Search code examples
python-3.xstringdatenlpdatefinder

datefinder wont find dates when the string has ':' before date


datefinder module doesn't find dates when there is ':' before date.

There is a similar question here: Datefinder Module Stranger behavior on particular string

string = "Assessment Date 17-May-2017 at 13:31"

list(datefinder.find_dates(string.lower()))
#Returns [datetime.datetime(2017, 5, 17, 13, 31)]
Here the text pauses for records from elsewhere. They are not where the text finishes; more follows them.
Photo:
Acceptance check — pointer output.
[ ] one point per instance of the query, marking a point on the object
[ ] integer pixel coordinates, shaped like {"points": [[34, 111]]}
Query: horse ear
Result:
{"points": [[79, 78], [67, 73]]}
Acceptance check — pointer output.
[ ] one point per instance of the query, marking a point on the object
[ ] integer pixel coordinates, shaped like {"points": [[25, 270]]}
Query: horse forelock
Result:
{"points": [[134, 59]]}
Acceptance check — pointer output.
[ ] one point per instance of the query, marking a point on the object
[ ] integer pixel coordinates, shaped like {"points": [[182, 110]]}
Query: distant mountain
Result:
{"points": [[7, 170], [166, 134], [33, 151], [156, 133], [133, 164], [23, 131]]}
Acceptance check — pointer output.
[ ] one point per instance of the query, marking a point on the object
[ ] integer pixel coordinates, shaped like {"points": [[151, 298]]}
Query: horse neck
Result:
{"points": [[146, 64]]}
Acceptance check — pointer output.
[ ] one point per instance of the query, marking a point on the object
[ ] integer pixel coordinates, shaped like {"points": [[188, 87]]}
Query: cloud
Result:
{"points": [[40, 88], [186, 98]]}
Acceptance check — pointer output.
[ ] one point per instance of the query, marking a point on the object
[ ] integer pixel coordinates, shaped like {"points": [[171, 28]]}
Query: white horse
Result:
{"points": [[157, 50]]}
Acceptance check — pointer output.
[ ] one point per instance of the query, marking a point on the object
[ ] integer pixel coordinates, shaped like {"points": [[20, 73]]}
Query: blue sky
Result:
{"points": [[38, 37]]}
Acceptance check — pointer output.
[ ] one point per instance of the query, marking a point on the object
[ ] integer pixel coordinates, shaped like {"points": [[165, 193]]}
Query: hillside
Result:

However when I add : like this "Assessment Date:", it fails

string = "Assessment Date 17-May-2017 at 13:31"
list(datefinder.find_dates(string.lower()))
#returns []

Solution

  • These are the delimiters patterns in datefinder: DELIMITERS_PATTERN = r"[/:-\,\s_+@]+"

    So 'Date:' is causing an issue when you try to parse the string.

    You could preclean the string using a regular expression.

    import re as regex
    import datefinder
    
    def preclean_input_text(text):
      cleaned_text = regex.sub(r'[a-z]:\s', ' ', text, flags=re.IGNORECASE)
      return cleaned_text
    
    def parse_date_information(text):
      date_info = list(datefinder.find_dates(text.lower()))
      return date_info
    
    string = "Assessment Date: 17-May-2017 at 13:31"
    cleaned_string = preclean_input_text(string)
    print(parse_date_information(cleaned_string))
    # output
    [datetime.datetime(2017, 5, 17, 13, 31)]